I thought she knew that almost everything in her world is run by demons. Has she not met one before? I’m surprised. After bringing him more shortbread and watching him slurp it down, scratching his back with a back scratcher and enduring some slaps on her ass, Sheryl is promoted.

I’d tell her to go to Human Resources about the ass-slapping thing, but I shudder to think of who runs that department.

3.06 - The Demon of Algorithms
Written by Patricia Ione Lloyd
Directed by Peter Sollett
Reviewed by KathM
I liked this episode well enough, but two tiny secondary stories grabbed me. The primary story was about people influenced by sites/influencers/whatever, and how the algorithms that drive the sites work to learn as much about people as possible. They visit once and are lead to more sites and end up becoming a bit obsessed. David sees sad priests, for example. It begins with an investigation into a teenage girl’s potential possession (an act based on her addiction to the videos of a magician who has devised a series of tricks to let others think he’s possessed, encouraging others). It ends with the case of a sympathetic, believable mother who thinks a demon is haunting her house and harming her sons. Turns out; she’s hurting them herself, having become obsessed with another tick-tockesque video. I wish we had learned more about her after she lost her rationality.

If the Bouchard girls take over the world (and they certainly could), we should all quiver in fear. Because they have managed to do what the adults couldn't: finally, they got Leland out of St. James’s! Using the power of the internet, and the kids' site that Leland used to try and lure Lexis into his web was the instrument of his destruction. Just toss his name onto the site along with the church’s IP address and name, and the Monsignor can’t get Leland out of St. James fast enough. Yes!

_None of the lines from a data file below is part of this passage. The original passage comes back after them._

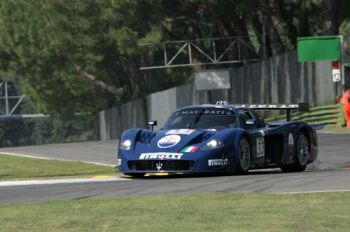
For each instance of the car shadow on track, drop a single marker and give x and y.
(203, 175)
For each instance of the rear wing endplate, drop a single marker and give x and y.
(301, 107)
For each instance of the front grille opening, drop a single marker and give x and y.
(166, 165)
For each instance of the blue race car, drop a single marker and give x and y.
(219, 138)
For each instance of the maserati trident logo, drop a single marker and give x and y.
(159, 166)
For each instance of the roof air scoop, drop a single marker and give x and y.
(221, 103)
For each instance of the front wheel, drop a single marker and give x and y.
(244, 156)
(135, 175)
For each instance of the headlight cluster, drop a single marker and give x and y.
(125, 144)
(213, 144)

So, wow. Now we know where Andy is.I thought he would just be tossed off a cliff or something. But no, he lives on, trapped by some kind of spell in one of Leland’s room of creepy things. He can’t move or speak, but he can nod or shake his head and confirm or deny whatever lie Leland’s deep fake Andy tells Kristen. For example, Lelandy wishes Kristen a happy anniversary when it was actually the anniversary of their first date. Sheryl is completely in on this, and tells Andy while she’s doing his nails that soon he’ll be reported dead in an avalanche after heroically saving others in the climbing party. Edward will give still more money to the grieving Brouchard family. So really, Sheryl reminds her son-in-law, he’s worth more to his wife and children alive than dead.